Kryvonos was appointed in March as the head of NABU, with much fanfare that Zelensky and the Ukrainian government were finally getting tough on “corruption,” as demanded by the EU and US. Kryvonos reportedly possesses close ties to Zelensky’s Chief of Staff Andriy Yermak, one of the most influential figures in contemporary Ukrainian politics.
NABU was set up in the wake of the 2014 coup in Kiev, in which a pro-Russian government was toppled with the assistance of far-right nationalist organizations, such as Svoboda and the Azov Battalion. The coup was organized and funded primarily by the US and EU and triggered an eight-year-long civil war in East Ukraine, leading up to Russia’s invasion in February 2022.
Founded in 2015 by the right-wing nationalist government of Petro Poroshenko, NABU is almost entirely created and directed by the US, and its staff was trained directly by the FBI and EU.
In 2020, the former Prosecutor General of Ukraine, Viktor Shokin, complained that NABU was created by order of then US Vice President Joe Biden in order to undermine Ukraine’s own State Bureau of Investigation and “put there emissaries who listen to the United States.”
NABU has played a key role in the ongoing conflicts within the Ukrainian oligarchy and state apparatus.
Earlier this month, Ukraine’s High Anti-Corruption Court ordered the arrest of Odessa Mayor Gennady Trukhanov for reportedly misusing city funds dating back to 2017. Again, the case is years old and conveniently does not concern corruption within Zelensky’s circles, and Trukhanov himself is tied to pro-Russian political forces that were banned in June of last year.
In 2022, the US gave Ukraine $48 billion in military, financial and humanitarian aid combined, while the EU gave $72 billion since the start of the war.
By arresting high-profile officials in years-old cases, Zelensky’s regime hopes to keep the money and weapons flowing while at the same time eliminating political enemies .
As Volodymyr Dubovyk, professor of international relations at Mechnikov National University in Odesa, Ukraine, told Al Jazeera in February amid the widely reported corruption scandals, “There is definitely a connection between the anti-corruption moves and Zelenskyy’s desire to keep Western military aid flowing.

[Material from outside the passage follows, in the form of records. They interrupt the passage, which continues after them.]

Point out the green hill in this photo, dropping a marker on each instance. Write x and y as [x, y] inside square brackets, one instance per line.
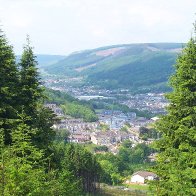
[132, 66]
[45, 60]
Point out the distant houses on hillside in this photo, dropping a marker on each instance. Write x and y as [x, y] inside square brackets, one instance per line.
[141, 177]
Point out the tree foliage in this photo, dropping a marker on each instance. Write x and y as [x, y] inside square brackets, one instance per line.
[177, 157]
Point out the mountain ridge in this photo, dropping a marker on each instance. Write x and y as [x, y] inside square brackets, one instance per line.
[124, 65]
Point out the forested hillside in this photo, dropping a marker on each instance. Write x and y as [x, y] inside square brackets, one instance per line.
[32, 160]
[131, 66]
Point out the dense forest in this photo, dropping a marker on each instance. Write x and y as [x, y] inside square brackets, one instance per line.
[31, 161]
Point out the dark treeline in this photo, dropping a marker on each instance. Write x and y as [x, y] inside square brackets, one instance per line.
[31, 161]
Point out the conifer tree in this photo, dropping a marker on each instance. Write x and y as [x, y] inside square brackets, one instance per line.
[8, 87]
[22, 166]
[176, 162]
[31, 91]
[31, 99]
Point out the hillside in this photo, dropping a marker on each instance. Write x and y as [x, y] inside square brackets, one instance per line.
[130, 66]
[45, 59]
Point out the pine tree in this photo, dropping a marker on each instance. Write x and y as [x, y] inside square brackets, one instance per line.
[8, 87]
[176, 162]
[31, 99]
[22, 164]
[30, 89]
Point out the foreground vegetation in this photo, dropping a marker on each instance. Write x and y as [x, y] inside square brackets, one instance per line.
[33, 161]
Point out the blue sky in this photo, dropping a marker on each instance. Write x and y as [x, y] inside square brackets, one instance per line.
[65, 26]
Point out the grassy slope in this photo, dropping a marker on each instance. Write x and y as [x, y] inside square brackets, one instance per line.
[136, 65]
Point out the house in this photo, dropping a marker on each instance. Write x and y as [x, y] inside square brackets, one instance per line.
[140, 177]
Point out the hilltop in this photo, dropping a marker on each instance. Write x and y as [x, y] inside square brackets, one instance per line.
[134, 66]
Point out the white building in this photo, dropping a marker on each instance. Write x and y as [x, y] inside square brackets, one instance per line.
[140, 177]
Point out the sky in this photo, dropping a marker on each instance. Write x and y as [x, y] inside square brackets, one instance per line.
[64, 26]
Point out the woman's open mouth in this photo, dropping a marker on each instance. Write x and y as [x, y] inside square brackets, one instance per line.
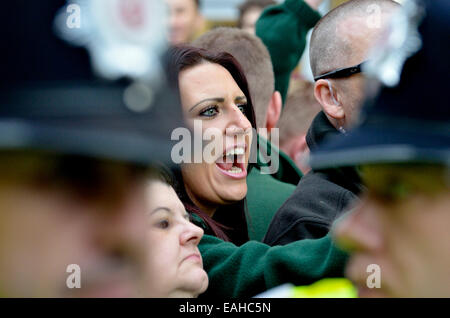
[233, 164]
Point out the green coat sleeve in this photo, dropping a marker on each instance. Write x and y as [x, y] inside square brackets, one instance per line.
[283, 29]
[254, 267]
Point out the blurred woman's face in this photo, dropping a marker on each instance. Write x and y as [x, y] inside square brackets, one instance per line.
[175, 267]
[210, 96]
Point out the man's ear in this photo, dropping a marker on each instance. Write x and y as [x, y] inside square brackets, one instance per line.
[273, 111]
[329, 99]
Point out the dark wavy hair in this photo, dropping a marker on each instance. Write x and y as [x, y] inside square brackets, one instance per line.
[183, 57]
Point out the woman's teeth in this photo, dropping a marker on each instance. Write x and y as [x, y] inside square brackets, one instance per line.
[235, 169]
[235, 152]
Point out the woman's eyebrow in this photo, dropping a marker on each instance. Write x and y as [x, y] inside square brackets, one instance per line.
[215, 99]
[161, 208]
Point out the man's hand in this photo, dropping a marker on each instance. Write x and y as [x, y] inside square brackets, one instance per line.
[314, 3]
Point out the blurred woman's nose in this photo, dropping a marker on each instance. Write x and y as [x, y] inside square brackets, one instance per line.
[191, 234]
[358, 229]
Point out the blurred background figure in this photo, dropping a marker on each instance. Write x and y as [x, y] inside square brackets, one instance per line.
[185, 20]
[75, 149]
[298, 113]
[249, 13]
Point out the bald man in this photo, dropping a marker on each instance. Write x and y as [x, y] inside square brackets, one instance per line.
[340, 42]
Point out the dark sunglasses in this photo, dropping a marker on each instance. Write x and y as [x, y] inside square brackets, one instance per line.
[342, 72]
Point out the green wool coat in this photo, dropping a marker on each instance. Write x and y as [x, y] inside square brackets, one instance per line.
[266, 193]
[254, 267]
[283, 29]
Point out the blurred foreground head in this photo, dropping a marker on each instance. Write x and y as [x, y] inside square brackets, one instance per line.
[403, 148]
[76, 145]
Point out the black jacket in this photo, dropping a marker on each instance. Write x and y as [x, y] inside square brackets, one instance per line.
[320, 196]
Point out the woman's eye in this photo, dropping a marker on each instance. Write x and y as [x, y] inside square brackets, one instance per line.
[212, 111]
[243, 108]
[163, 224]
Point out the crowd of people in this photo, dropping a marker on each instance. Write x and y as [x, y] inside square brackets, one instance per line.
[296, 181]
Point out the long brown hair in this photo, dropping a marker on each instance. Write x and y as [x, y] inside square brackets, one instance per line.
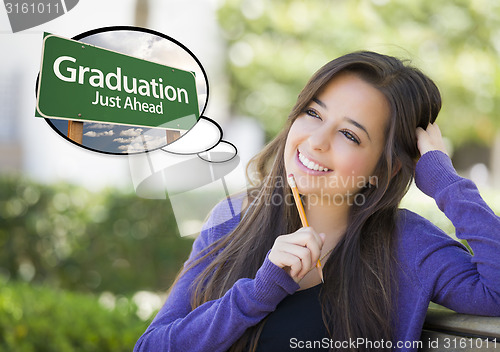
[358, 296]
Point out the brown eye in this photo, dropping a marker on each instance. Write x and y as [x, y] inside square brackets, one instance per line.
[312, 113]
[350, 136]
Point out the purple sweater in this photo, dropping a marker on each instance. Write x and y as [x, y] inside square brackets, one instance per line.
[433, 267]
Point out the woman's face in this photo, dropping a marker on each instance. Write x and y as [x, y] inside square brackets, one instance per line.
[333, 146]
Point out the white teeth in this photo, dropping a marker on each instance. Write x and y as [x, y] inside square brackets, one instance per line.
[311, 164]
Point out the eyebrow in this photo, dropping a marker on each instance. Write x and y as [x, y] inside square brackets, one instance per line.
[348, 119]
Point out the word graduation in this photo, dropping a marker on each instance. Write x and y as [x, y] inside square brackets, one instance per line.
[66, 70]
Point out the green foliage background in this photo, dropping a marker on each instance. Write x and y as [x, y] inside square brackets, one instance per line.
[67, 237]
[275, 46]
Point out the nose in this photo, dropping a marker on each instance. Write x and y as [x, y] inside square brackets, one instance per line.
[320, 139]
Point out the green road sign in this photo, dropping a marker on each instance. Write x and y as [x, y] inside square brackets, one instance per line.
[83, 82]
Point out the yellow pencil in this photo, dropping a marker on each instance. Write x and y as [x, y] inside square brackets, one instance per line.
[302, 214]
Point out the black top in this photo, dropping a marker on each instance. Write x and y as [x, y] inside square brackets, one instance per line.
[296, 324]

“Ukraine’s worst fear is that the US and West will abandon them and that the flow of weapons will stop,” Dubovyk added.
In reality, the United States—where the majority of Congress members are millionaires—has no issues with corruption as long as it does not impede Ukraine’s ability to continue its disastrous war with Russia that has already killed hundreds of thousands of Ukrainian soldiers, destroyed the lives of millions and continues to threaten the outbreak of World War III.